I think the two strongest bodies of work in this book are the early Interiors and the workers from Sugar Cane, but all of the images included find that delicate balance of pride and humility in the face of a wide range of difficult circumstances. Whether the people are digging in the red dust of a quartz mine, pounding on the rubble of bricks, posing against a mountainous wall of coal sacks, scavenging on rubbish heaps, or chopping down sugar cane with machetes, when they stop for a moment to face the camera, we see the complex mix of defiance, weariness, and strength of spirit that drives them to get by using whatever means necessary. The Sugar Cane portraits are the most successful of these worker images because they combine the inherent contrast of the verdant green hills, the texture of the rough stalks, and the vastness of the manual labor required to bring in the crop, with the alternating determination and indifference on the faces of the machete wielding subjects. The tension is what makes the pictures resonate.
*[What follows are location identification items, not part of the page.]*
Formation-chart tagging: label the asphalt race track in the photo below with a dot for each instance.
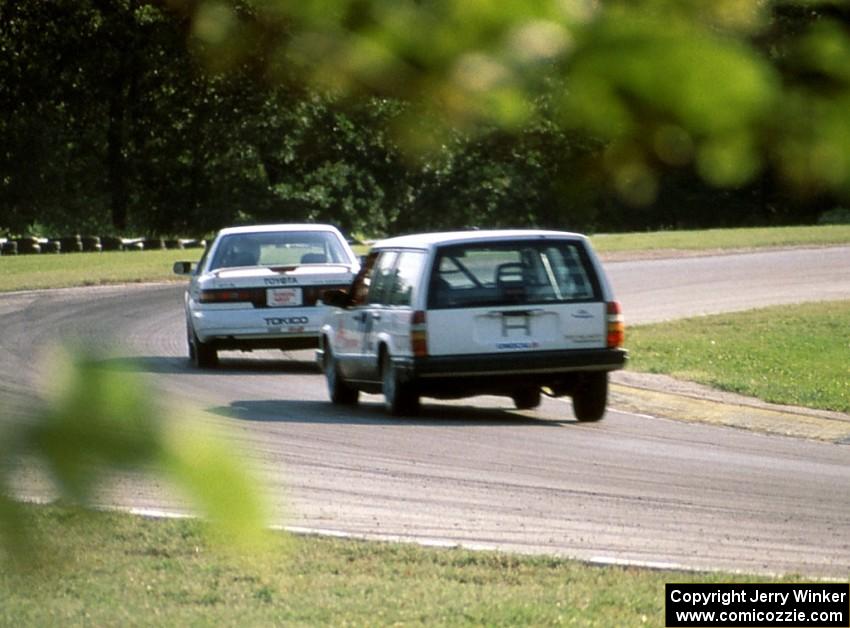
(630, 489)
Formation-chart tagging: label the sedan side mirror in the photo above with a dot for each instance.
(336, 298)
(183, 268)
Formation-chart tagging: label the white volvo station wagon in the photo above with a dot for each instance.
(450, 315)
(260, 287)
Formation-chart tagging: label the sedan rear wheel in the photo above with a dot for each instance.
(590, 397)
(202, 354)
(400, 398)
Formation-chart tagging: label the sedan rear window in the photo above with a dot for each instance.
(280, 248)
(515, 273)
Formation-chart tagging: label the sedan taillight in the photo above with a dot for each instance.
(232, 296)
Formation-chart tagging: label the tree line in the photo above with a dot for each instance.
(173, 117)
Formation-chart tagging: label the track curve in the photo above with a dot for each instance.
(630, 488)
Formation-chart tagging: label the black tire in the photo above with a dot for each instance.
(203, 355)
(340, 392)
(526, 398)
(590, 397)
(400, 398)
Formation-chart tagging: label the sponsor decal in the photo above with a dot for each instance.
(279, 281)
(586, 339)
(508, 346)
(287, 320)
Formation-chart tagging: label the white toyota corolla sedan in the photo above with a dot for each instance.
(260, 287)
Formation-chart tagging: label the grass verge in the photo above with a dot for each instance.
(794, 355)
(117, 569)
(720, 239)
(28, 272)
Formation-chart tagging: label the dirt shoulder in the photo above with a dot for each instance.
(667, 397)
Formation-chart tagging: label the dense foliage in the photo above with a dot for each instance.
(168, 117)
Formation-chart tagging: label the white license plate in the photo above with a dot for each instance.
(283, 297)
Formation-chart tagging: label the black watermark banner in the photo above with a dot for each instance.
(758, 604)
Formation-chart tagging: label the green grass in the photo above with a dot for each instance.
(116, 570)
(711, 239)
(794, 355)
(26, 272)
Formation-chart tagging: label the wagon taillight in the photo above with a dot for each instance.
(616, 326)
(418, 334)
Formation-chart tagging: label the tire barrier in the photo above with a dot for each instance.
(30, 245)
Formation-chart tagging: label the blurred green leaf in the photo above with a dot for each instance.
(100, 418)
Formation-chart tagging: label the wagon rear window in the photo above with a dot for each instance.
(517, 273)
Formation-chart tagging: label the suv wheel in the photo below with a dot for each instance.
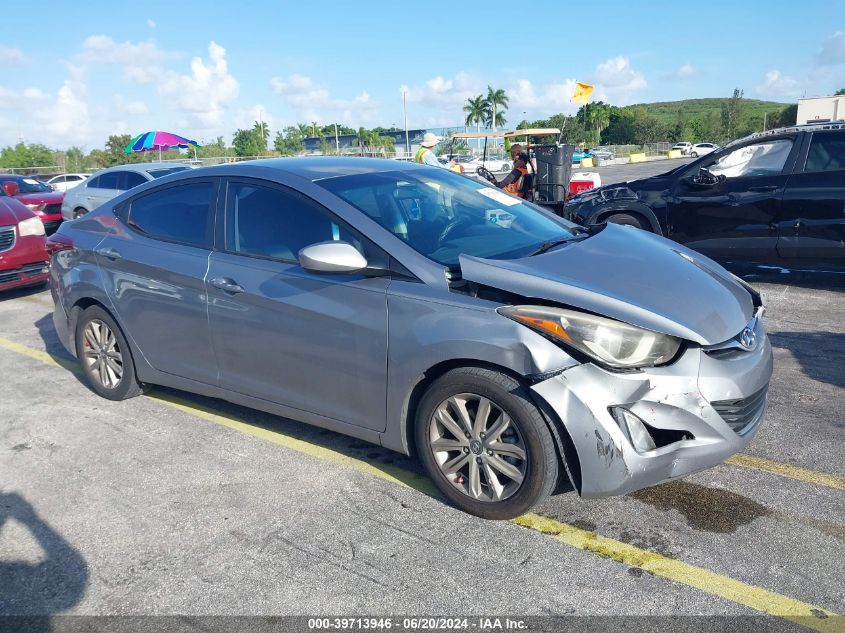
(484, 443)
(105, 356)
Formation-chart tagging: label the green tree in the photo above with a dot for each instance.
(732, 112)
(496, 104)
(289, 141)
(476, 112)
(251, 142)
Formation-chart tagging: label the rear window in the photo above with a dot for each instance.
(827, 152)
(176, 214)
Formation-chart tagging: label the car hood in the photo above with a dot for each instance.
(46, 197)
(632, 276)
(13, 211)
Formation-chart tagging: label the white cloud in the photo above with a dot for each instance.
(685, 71)
(833, 50)
(616, 81)
(10, 56)
(205, 94)
(313, 102)
(140, 62)
(440, 92)
(776, 85)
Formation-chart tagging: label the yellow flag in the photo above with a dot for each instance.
(582, 92)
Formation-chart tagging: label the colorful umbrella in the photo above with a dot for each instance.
(161, 141)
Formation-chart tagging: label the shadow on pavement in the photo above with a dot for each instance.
(38, 589)
(820, 354)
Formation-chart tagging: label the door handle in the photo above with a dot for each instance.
(109, 253)
(226, 285)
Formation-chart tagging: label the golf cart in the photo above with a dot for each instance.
(476, 164)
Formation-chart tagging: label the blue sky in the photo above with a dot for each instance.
(203, 69)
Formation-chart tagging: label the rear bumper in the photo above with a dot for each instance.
(25, 264)
(685, 399)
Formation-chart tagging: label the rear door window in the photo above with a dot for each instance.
(109, 180)
(278, 222)
(176, 214)
(827, 152)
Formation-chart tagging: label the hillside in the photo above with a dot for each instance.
(667, 111)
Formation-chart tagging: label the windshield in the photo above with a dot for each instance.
(28, 185)
(443, 215)
(158, 173)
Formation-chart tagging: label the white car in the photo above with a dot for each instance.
(109, 183)
(684, 147)
(66, 181)
(492, 164)
(700, 149)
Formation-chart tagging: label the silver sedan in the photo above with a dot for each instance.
(515, 353)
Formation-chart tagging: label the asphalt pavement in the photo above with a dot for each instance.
(173, 504)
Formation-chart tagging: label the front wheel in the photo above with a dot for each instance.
(105, 356)
(484, 443)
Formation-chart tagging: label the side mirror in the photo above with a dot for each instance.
(331, 257)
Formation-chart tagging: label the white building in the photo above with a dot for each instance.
(821, 109)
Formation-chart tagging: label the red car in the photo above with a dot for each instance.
(38, 197)
(23, 247)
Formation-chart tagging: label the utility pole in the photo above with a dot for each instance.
(405, 111)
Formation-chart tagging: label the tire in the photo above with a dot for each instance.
(105, 356)
(496, 468)
(625, 219)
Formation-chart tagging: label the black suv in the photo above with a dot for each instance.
(776, 197)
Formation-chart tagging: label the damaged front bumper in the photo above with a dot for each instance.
(696, 413)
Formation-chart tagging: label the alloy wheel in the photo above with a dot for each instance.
(102, 354)
(478, 447)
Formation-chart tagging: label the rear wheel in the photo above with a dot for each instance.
(105, 357)
(484, 443)
(626, 219)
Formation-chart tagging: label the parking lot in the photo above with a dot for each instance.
(173, 504)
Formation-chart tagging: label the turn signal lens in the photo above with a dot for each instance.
(612, 343)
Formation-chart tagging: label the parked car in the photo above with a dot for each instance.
(108, 183)
(23, 249)
(702, 149)
(771, 198)
(472, 164)
(37, 197)
(66, 181)
(602, 153)
(393, 302)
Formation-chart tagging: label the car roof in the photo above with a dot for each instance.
(314, 168)
(141, 167)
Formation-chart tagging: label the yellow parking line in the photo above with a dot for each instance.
(785, 470)
(725, 587)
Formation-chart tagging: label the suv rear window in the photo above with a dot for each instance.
(827, 152)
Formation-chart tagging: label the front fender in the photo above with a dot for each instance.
(600, 214)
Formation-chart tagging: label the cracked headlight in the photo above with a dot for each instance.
(612, 343)
(30, 226)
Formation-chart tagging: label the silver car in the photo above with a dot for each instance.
(108, 183)
(514, 353)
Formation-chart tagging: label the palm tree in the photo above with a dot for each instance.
(496, 105)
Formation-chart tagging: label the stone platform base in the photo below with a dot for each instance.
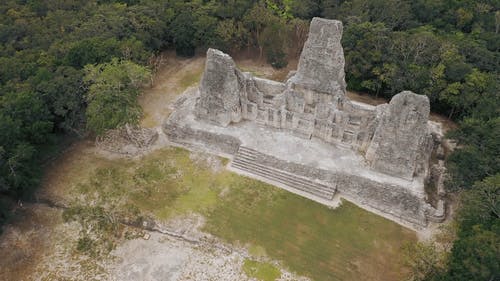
(309, 166)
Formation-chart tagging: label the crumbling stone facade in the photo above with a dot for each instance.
(394, 139)
(313, 103)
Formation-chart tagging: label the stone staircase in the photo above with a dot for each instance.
(246, 160)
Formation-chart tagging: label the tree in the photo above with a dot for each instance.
(112, 96)
(479, 153)
(183, 33)
(273, 40)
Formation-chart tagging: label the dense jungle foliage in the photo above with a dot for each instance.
(75, 67)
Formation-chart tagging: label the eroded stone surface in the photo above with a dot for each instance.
(401, 135)
(394, 141)
(220, 90)
(321, 64)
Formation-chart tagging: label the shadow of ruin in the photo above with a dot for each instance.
(305, 135)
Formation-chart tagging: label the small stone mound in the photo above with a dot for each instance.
(127, 140)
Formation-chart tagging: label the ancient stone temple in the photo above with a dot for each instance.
(306, 135)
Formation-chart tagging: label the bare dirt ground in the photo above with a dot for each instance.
(40, 246)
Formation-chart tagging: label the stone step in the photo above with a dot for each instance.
(251, 155)
(246, 160)
(286, 176)
(275, 178)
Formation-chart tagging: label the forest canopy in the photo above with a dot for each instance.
(75, 68)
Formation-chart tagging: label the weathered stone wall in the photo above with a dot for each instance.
(401, 136)
(220, 90)
(394, 138)
(321, 63)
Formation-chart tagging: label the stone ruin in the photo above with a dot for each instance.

The interior images of worker settlements, shantytowns, and hostels on the outskirts of the big cities use the creation of personal space as a metaphor for the defense of human dignity. Regardless of the cardboard walls, corrugated tin roofs, or compacted dirt floors, these cramped spaces have been transformed into representations of the personalities of their inhabitants. In some rooms, newspapers and magazines cover ever inch of the wall space, creating chaotic clashing patterns of color. In others, the setting is more spare, with only a few pieces of improvised furniture or personal belongings, set against walls painted a uniform color, the bed neatly made. And yet when photographed within their own environments, the subjects seem to find themselves, and tell their proud stories of life in the present, opening up their vulnerabilities and sacrifices, and looking ahead with remarkable optimism.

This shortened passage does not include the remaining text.